В квартире явно кто-то побывал, хотя все вещи оставались на своих местах, но было какое-то чувство чужого, не то запах одеколона, а может быть, еще что-то. Лабуху стало неуютно, словно квартира изменила ему. Не раздеваясь он прошел на кухню. В холодильнике нашлась упаковка кефира, который на некоторое время облегчил страдания компании, но только на время. В конце концов, организмы музыкантов потребовали радикальных мер, которые и были незамедлительно приняты. После чего жить стало легче, жить стало веселей, и вообще появилась слабая надежда на будущее.
— Знаете что, — сказал Лабух, когда они слегка отдышались, — а пойдем-ка отсюда на воздух, что-то мне сегодня дома не сидится!
Кряхтя и охая, они перезарядили магазины своих инструментов и выбрались во влажную тьму двора. Лабух подошел к одному из неопрятных, похожих на кучи дров сарайчиков в конце двора и, не затрудняя себя поисками ключа, сковырнул замок острием штык-грифа.
— Ну вот, здесь нас, по крайней мере, этой ночью искать никто не будет, — удовлетворенно констатировал он. — Проходите, господа! Свет зажигать только в погребе, там же и курить. Удобства снаружи. Из съестного имеются две банки соленых огурцов дореволюционного посола, из питья — канистра смородиновой настойки. Все там же, в погребе. Из спальных мест — старый диван, один на всех, поэтому спать будем по очереди. Бодрствующие наблюдают за двором через вот эту дырку. Хотя это, наверное, лишнее.

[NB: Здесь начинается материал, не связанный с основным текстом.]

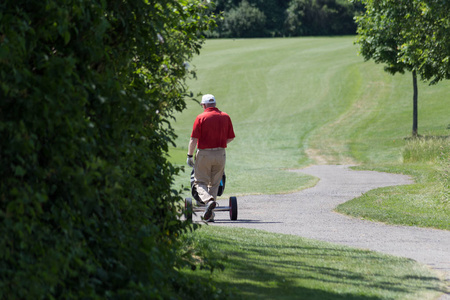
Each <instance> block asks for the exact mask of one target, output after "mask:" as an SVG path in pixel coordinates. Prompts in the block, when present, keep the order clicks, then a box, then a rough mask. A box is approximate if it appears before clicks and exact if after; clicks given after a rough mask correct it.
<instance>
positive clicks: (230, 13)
mask: <svg viewBox="0 0 450 300" xmlns="http://www.w3.org/2000/svg"><path fill="white" fill-rule="evenodd" d="M265 23H266V16H265V15H264V13H263V12H262V11H261V10H259V9H258V8H257V7H256V6H253V5H251V4H249V3H248V2H247V1H246V0H244V1H242V2H241V3H240V4H239V6H237V7H234V8H232V9H230V10H229V11H228V12H226V13H225V16H224V27H225V30H226V31H227V32H228V35H229V36H231V37H261V36H264V28H265Z"/></svg>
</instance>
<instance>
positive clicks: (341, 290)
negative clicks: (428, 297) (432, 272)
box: [193, 236, 444, 300]
mask: <svg viewBox="0 0 450 300" xmlns="http://www.w3.org/2000/svg"><path fill="white" fill-rule="evenodd" d="M207 239H208V243H211V244H213V245H214V246H215V247H216V248H217V249H222V250H221V251H222V253H223V254H224V255H225V257H226V258H225V259H224V265H225V271H224V272H217V273H215V275H214V276H213V278H214V282H215V283H216V285H217V286H218V287H220V288H221V289H224V290H228V289H233V290H234V294H236V295H237V296H239V297H242V299H320V300H323V299H325V300H326V299H338V300H339V299H400V298H404V297H405V296H412V295H415V294H416V293H426V292H434V293H439V292H440V293H442V292H444V291H443V290H442V289H441V288H440V284H439V283H440V280H439V279H438V278H437V277H432V276H427V275H425V276H424V275H422V274H420V273H414V271H413V270H414V267H413V265H414V264H415V262H413V261H412V260H408V259H400V258H394V257H389V256H380V255H378V254H375V253H373V252H370V251H364V250H356V249H355V250H353V249H350V248H326V247H321V246H288V247H286V246H284V245H281V246H280V245H272V244H266V243H264V241H263V238H262V239H261V245H254V243H246V241H245V238H244V239H242V238H238V239H234V238H233V237H230V239H229V240H226V239H223V238H215V237H214V236H208V238H207ZM253 241H254V240H253ZM293 257H298V258H299V259H295V258H294V259H293ZM405 265H406V266H407V267H406V271H405V270H403V269H401V268H402V267H404V266H405ZM385 268H387V269H390V270H389V271H386V270H384V269H385ZM397 268H398V269H397ZM397 270H400V272H397ZM193 276H198V274H195V272H194V274H193ZM199 280H201V279H199Z"/></svg>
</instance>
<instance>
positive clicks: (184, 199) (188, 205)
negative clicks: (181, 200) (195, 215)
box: [184, 198, 193, 221]
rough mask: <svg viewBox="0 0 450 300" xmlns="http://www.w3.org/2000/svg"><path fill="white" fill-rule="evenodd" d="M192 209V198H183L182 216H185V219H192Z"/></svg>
mask: <svg viewBox="0 0 450 300" xmlns="http://www.w3.org/2000/svg"><path fill="white" fill-rule="evenodd" d="M192 210H193V207H192V198H186V199H184V216H185V217H186V220H191V221H192Z"/></svg>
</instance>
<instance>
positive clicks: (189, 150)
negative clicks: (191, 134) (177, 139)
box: [188, 137, 198, 155]
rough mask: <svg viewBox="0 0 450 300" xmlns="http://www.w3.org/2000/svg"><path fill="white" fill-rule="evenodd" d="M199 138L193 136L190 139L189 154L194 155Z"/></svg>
mask: <svg viewBox="0 0 450 300" xmlns="http://www.w3.org/2000/svg"><path fill="white" fill-rule="evenodd" d="M197 140H198V139H196V138H193V137H191V139H190V140H189V147H188V155H194V152H195V147H196V146H197Z"/></svg>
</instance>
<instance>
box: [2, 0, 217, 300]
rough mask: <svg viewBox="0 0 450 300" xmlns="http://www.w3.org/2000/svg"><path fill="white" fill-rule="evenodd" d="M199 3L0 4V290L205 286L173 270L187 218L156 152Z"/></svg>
mask: <svg viewBox="0 0 450 300" xmlns="http://www.w3.org/2000/svg"><path fill="white" fill-rule="evenodd" d="M210 9H211V8H210V7H209V6H208V4H207V2H206V1H197V0H181V1H180V0H152V1H150V0H145V1H122V0H108V1H104V0H77V1H73V0H47V1H25V0H14V1H12V0H3V1H1V2H0V136H1V137H2V139H1V141H0V143H1V144H0V298H2V299H81V298H86V299H105V298H129V299H134V298H138V299H143V298H144V299H169V298H189V296H190V295H191V297H194V296H193V295H196V294H198V293H202V291H203V293H205V298H206V296H208V297H210V296H216V295H215V294H214V293H215V292H214V288H213V287H209V286H208V284H207V283H199V282H195V281H193V280H191V279H189V278H186V277H185V276H184V275H182V274H181V273H180V272H178V271H177V270H178V269H179V268H181V267H182V266H183V265H184V262H183V261H184V260H183V259H182V257H181V256H180V254H179V253H180V243H181V242H180V240H179V238H178V237H179V236H180V235H181V234H182V233H183V232H185V231H186V230H192V228H193V227H192V226H193V225H192V224H189V223H186V222H183V221H181V220H180V219H179V216H180V209H179V205H178V203H179V201H180V200H181V199H180V196H179V194H178V191H173V190H172V189H171V185H172V183H173V176H174V175H175V174H176V173H177V172H178V171H179V169H178V168H176V167H175V166H173V165H171V164H170V163H169V162H168V160H167V158H166V157H167V155H166V154H167V150H168V145H170V144H171V143H173V141H174V138H175V135H174V132H173V130H172V129H171V128H170V126H168V125H167V124H169V120H170V118H171V116H172V114H173V112H175V111H181V110H182V109H183V108H184V107H185V100H184V99H185V97H186V95H187V94H189V93H188V91H187V87H186V85H185V79H186V78H187V77H188V76H192V74H191V72H190V71H189V69H187V67H186V66H187V65H186V62H187V61H189V60H190V59H191V58H192V56H193V55H194V54H196V53H198V52H199V49H200V48H201V44H202V41H203V39H202V38H201V37H199V36H198V33H199V32H202V31H204V30H207V29H208V28H209V27H210V26H211V25H212V24H213V19H212V17H210V16H208V15H207V14H206V12H207V11H208V10H210ZM194 289H196V291H195V292H194Z"/></svg>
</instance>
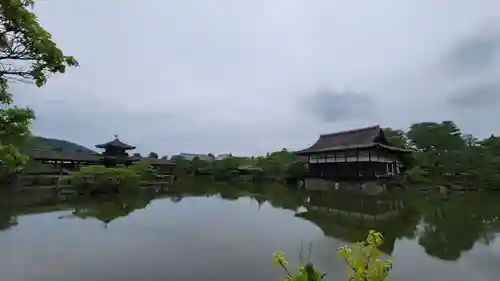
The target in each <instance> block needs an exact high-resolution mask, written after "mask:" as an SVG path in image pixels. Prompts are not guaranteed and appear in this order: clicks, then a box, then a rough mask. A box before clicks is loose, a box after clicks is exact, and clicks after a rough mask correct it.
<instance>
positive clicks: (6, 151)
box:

Мышонок пристроился на диване, а Чапа, помыкавшись по сараюшке, соорудил из боевых барабанов некое подобие модернового ложа, отключил боевой и звуковой режимы и, поворочавшись немного на гулко скрипящих барабанах, уснул сном праведника. Правда, через некоторое время включился сам Чапа и принялся тихонько похрапывать и посвистывать, но Лабуху это совершенно не мешало, напротив, создавало некое ощущение дома и уюта. Через некоторое время в сараюшку своей кошачьей тропой проникла Черная Шер, довольно мяукнула и уснула, свернувшись тяжелым мохнатым клубком на животе у Мышонка. Лабух пристроился возле дырки и стал смотреть на ночной двор.

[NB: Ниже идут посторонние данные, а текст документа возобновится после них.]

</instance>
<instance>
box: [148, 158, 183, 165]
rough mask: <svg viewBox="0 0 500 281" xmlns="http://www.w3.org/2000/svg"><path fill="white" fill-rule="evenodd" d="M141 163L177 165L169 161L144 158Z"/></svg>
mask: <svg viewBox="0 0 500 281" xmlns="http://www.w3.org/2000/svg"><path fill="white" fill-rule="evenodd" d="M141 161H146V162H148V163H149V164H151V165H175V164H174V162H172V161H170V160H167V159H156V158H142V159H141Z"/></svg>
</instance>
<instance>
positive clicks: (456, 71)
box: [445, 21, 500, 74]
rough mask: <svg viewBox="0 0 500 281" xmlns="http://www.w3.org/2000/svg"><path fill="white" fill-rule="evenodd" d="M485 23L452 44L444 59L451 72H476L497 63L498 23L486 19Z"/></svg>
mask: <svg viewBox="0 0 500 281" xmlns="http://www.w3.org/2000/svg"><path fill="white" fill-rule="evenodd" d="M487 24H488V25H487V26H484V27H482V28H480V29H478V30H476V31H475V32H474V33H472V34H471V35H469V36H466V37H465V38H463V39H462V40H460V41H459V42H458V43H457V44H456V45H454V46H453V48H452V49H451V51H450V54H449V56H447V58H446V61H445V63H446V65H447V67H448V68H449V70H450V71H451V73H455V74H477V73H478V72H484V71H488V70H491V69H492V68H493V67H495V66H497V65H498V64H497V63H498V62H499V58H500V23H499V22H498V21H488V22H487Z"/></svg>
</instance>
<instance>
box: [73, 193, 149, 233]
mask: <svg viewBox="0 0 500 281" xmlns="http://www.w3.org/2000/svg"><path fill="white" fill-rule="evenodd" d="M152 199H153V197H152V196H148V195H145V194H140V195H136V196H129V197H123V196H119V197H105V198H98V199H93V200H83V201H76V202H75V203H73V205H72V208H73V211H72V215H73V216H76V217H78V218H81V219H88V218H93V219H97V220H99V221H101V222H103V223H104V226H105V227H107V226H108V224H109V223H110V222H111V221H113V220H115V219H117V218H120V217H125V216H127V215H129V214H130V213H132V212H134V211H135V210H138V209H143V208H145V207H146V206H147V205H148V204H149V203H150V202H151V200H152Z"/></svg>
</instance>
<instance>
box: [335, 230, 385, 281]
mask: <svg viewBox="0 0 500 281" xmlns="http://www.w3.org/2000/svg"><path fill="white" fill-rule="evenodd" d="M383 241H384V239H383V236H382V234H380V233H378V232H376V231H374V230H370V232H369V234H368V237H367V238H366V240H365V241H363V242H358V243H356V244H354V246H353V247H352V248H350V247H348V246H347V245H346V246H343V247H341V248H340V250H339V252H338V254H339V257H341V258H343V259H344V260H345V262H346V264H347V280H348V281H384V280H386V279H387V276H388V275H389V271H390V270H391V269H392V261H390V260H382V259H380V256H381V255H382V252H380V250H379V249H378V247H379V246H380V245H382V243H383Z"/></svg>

Во дворе ничего не происходило. Двор спал, как спят тысячи других дворов в Старом и Новом Городе. Ночная тишина, наполненная поскрипываниями, невнятными шорохами и бормотаньем листьев, заполнила двор до краев, и терпкая, разноцветно-прозрачная, настоянная на человеческих снах брага ночи потихоньку переливалась через крыши, сливаясь с сонными зельями и настойками других дворов, заполняя город и тихонько стекая на окружающую его равнину. Там, на равнине тоже жили люди, звукари или глухари, какая разница? Почему я там никогда не бывал? Почему для меня весь мир сжался в Город? Неужели правду говорят, что из Города нет выхода? А как же тогда Большая Дорога? Странные мы, однако, бродяги. Ходим только там, куда нас зовут. Вдоль ходим, как говорят водилы-мобилы. А надо бы попробовать поперек, или насквозь...

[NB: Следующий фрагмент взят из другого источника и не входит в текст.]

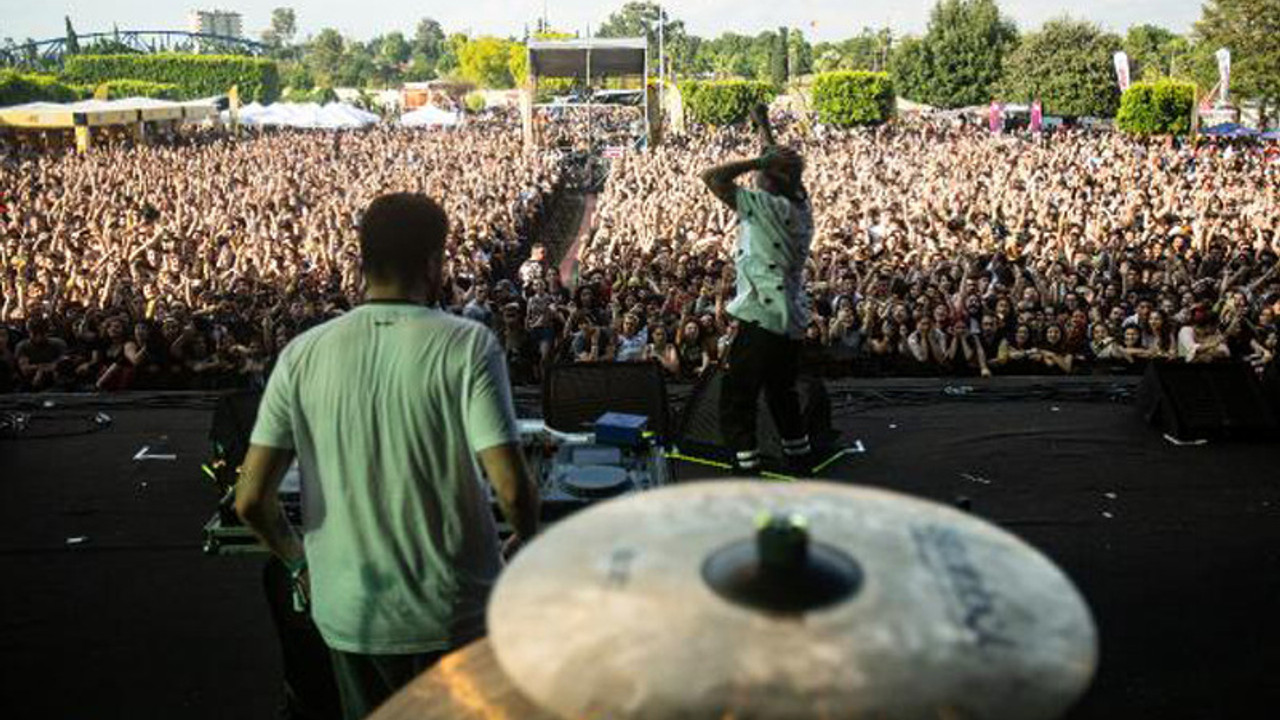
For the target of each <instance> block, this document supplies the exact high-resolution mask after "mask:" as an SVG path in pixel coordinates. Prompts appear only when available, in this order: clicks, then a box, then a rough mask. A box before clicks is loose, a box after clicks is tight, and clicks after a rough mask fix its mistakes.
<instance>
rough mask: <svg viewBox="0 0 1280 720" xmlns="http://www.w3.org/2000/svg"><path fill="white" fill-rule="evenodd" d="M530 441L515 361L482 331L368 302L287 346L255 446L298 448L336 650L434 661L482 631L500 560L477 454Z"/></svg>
mask: <svg viewBox="0 0 1280 720" xmlns="http://www.w3.org/2000/svg"><path fill="white" fill-rule="evenodd" d="M517 439H518V434H517V430H516V419H515V410H513V407H512V401H511V384H509V380H508V377H507V366H506V360H504V357H503V354H502V351H500V348H499V347H498V343H497V341H495V340H494V337H493V333H492V332H489V331H488V329H486V328H484V327H483V325H480V324H477V323H474V322H471V320H466V319H462V318H457V316H453V315H449V314H447V313H442V311H439V310H433V309H428V307H424V306H420V305H412V304H366V305H361V306H360V307H357V309H355V310H352V311H351V313H348V314H346V315H343V316H342V318H338V319H334V320H330V322H328V323H325V324H323V325H320V327H316V328H312V329H311V331H308V332H305V333H302V334H301V336H298V337H297V338H294V340H293V341H292V342H291V343H289V345H288V347H285V348H284V351H283V352H282V354H280V359H279V363H278V364H276V366H275V370H274V372H273V373H271V378H270V380H269V382H268V386H266V393H265V395H264V397H262V404H261V406H260V409H259V414H257V421H256V424H255V425H253V434H252V442H253V443H255V445H262V446H270V447H280V448H294V450H296V451H297V455H298V461H300V465H301V469H302V503H303V515H302V516H303V542H305V546H306V553H307V564H308V568H310V573H311V594H312V597H311V615H312V619H314V620H315V623H316V626H317V628H319V629H320V634H321V635H323V637H324V639H325V642H326V643H328V644H329V646H330V647H333V648H335V650H339V651H346V652H360V653H369V655H401V653H417V652H434V651H439V650H445V648H448V647H451V646H453V644H456V643H457V642H460V641H465V639H470V638H471V637H475V635H476V634H477V633H479V632H481V630H483V628H484V609H485V602H486V600H488V594H489V591H490V588H492V587H493V583H494V580H495V579H497V577H498V570H499V568H500V561H499V555H498V539H497V530H495V527H494V521H493V512H492V510H490V507H489V501H488V497H486V493H485V491H484V488H483V486H481V480H480V473H479V468H477V466H476V460H475V455H476V452H479V451H481V450H485V448H488V447H493V446H497V445H502V443H508V442H516V441H517Z"/></svg>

«Похоже, нас уже списали со счетов, — думал Лабух. — Наверное, глухари решили, что мы получили по заслугам. Как и подобает живущим в вечном грехе звукарям, сгинули в огненном фонтане взрыва. Или были размазаны стальными траками по земле там, возле аквапарка. Ну и пусть себе думают что хотят. Нам же спокойнее. Интересно, как там Дайана, Густав, барды? Ну ничего, завтра на диком рынке все узнаем, слухи в Старом Городе расходятся быстро... Надо бы помянуть деда Федю. А надо ли? Может быть, дед Федя и не сгинул вовсе? Ну, не помянуть, так хоть спасибо сказать, все одно — выпить.
И Лабух тихо, включив акустику, принялся наигрывать «прощальную», в которой была не только горечь прощания, но и надежда. Давно он не играл эту песню, ох как давно!
Гитара задышала немного нервными стройными минорами, словно полосами теплого летнего дождя по зеленеющей пашне.